- 'Na antiga Lei de Moisés, a cada meio século era decretado um Jubileu de reconciliação entre os homens, remissão dos pecados e perdão universal: os escravos e os prisioneiros eram libertados e as dívidas eram anuladas. Mas o perdão das dívidas, mesmo que parcial, é hoje estigmatizado como blasfemo por ofender o poder do Dinheiro, deus verdadeiro do mundo contemporâneo.
Note-se que a anulação total ou parcial das dívidas, cancelando simultaneamente ativos e passivos, não afecta a riqueza existente, mas altera a sua distribuição. Porém, ao transferir recursos para aqueles que tem maior propensão a despendê-los, contribui para desbloquear a retoma.
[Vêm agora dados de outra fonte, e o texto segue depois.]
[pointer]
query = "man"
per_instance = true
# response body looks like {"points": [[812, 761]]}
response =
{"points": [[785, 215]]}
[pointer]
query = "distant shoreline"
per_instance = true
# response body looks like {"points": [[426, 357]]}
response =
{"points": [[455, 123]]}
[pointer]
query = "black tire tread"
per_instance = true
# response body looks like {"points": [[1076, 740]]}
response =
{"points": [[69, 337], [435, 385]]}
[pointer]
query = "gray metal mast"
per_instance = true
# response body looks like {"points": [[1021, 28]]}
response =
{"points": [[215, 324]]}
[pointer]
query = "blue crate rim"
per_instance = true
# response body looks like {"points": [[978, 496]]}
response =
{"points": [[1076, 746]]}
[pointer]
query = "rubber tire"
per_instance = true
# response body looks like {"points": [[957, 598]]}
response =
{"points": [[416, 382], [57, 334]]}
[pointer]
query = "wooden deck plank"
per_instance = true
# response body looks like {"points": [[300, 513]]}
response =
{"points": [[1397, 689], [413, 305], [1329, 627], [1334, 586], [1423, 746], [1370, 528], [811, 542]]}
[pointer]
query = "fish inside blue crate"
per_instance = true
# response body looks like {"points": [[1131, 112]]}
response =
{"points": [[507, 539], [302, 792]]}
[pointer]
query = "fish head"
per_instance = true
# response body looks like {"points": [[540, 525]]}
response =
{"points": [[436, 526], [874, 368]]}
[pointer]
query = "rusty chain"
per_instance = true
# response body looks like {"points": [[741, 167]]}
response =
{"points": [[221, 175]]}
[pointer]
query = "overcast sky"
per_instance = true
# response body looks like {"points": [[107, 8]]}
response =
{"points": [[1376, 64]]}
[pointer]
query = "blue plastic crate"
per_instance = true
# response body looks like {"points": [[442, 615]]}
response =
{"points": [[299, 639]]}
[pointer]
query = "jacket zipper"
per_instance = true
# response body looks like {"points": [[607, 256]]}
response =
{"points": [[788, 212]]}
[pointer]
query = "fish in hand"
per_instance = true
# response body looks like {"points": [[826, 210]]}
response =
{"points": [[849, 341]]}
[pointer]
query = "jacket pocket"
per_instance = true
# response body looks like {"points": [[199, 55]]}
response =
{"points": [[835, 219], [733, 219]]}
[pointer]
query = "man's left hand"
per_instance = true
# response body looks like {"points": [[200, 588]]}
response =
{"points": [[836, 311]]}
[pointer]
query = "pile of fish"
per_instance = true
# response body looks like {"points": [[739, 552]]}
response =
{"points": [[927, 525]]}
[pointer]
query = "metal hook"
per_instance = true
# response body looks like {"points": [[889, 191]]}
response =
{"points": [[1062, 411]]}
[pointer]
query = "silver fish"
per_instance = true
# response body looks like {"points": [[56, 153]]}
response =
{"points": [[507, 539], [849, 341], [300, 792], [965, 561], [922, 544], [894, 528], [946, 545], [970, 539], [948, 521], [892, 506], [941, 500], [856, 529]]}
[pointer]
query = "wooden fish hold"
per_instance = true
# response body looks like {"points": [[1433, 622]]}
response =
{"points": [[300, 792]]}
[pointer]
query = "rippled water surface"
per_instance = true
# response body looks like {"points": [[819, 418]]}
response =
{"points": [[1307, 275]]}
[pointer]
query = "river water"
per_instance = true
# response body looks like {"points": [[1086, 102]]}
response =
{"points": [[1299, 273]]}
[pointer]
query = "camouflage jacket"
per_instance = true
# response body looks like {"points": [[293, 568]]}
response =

Ainda que os obstáculos políticos a uma tal operação fossem superados, a renegociação caso a caso das dívidas à escala mundial envolveria uma tal complexidade e tomaria tanto tempo que teremos que reconhecer a sua inviabilidade. A solução prática para a desvalorização rápida, progressiva, generalizada e implacável das dívidas é conhecida desde tempos imemoriais e chama-se inflação. Isso consegue-se monetarizando as dívidas dos estados, coisa que, na actual crise, os EUA e o Reino Unido têm vindo a fazer com bons resultados.
Resta, no caso da Europa, uma pequena dificuldade: uma superstição bárbara e irracional proíbe o BCE de comprar directamente títulos da dívida pública nos mercados primários, o que o impossibilita de funcionar como emprestador de última instância – uma singularidade nada invejável do sistema monetário a que estamos amarrados.
Se no tempo de Moisés já houvesse banco central, é provável que a Bíblia lhe recomendasse que agisse como emprestador de última instância em caso de crise financeira adequada. Como os textos sagrados nada dizem a este respeito, resta-nos esperar que, antes da queda no abismo, Mario Draghi se atreva a interpretar de forma ousada o mandato que a União lhe atribuiu, enfrentando, se necessário, a ira dos Nibelungos. Hoje em dia nem é preciso pôr a máquina de fazer notas a funcionar – basta carregar num botão.'
3 comentários :
Conclusão , ou pomos rápidamente o BCE a imprimir moeda ou a Europa inteira não chega ao fim do ano.
Tão simples como isto. Espero sinceramente que os politicos parem de se portar como as crianças da alta finança, que ainda não sairam do jardim de infancia, e retomem o poder que legitimamente os povos lhes deram: o poder politico de actuar em prol das populações que os elegeram.
A Merkla e o Sarkozy não passam de cangalheiros.
Não sei se concordo, mas este texto do João Pinto e Castro faz pensar, o que nos tempos irracionais que correm já é uma singular qualidade.
Não sendo sustentável o caminho atual da Europa e do BCE e podendo não ser justo o tal jubileu de útlimo recurso do Moisés, talvez tanta sabedoria e tanta tecnologia atuais já tivessem a obrigação de ter debravado um caminho intermédio entre estas duas posições extremas.
É esse caminho intermédio, essa cultura do possível e, se não mais justo, pelo menos menos injusto, que está clamorosamente a faltar à nossa época. E que, em contrapartida, foi o caminho que originou tudo o que de mais válido a Civilização ocidental criou no Séc. XX, a saber: a Social-democracia e o Estado Social de Direito (ou Estado-Providência).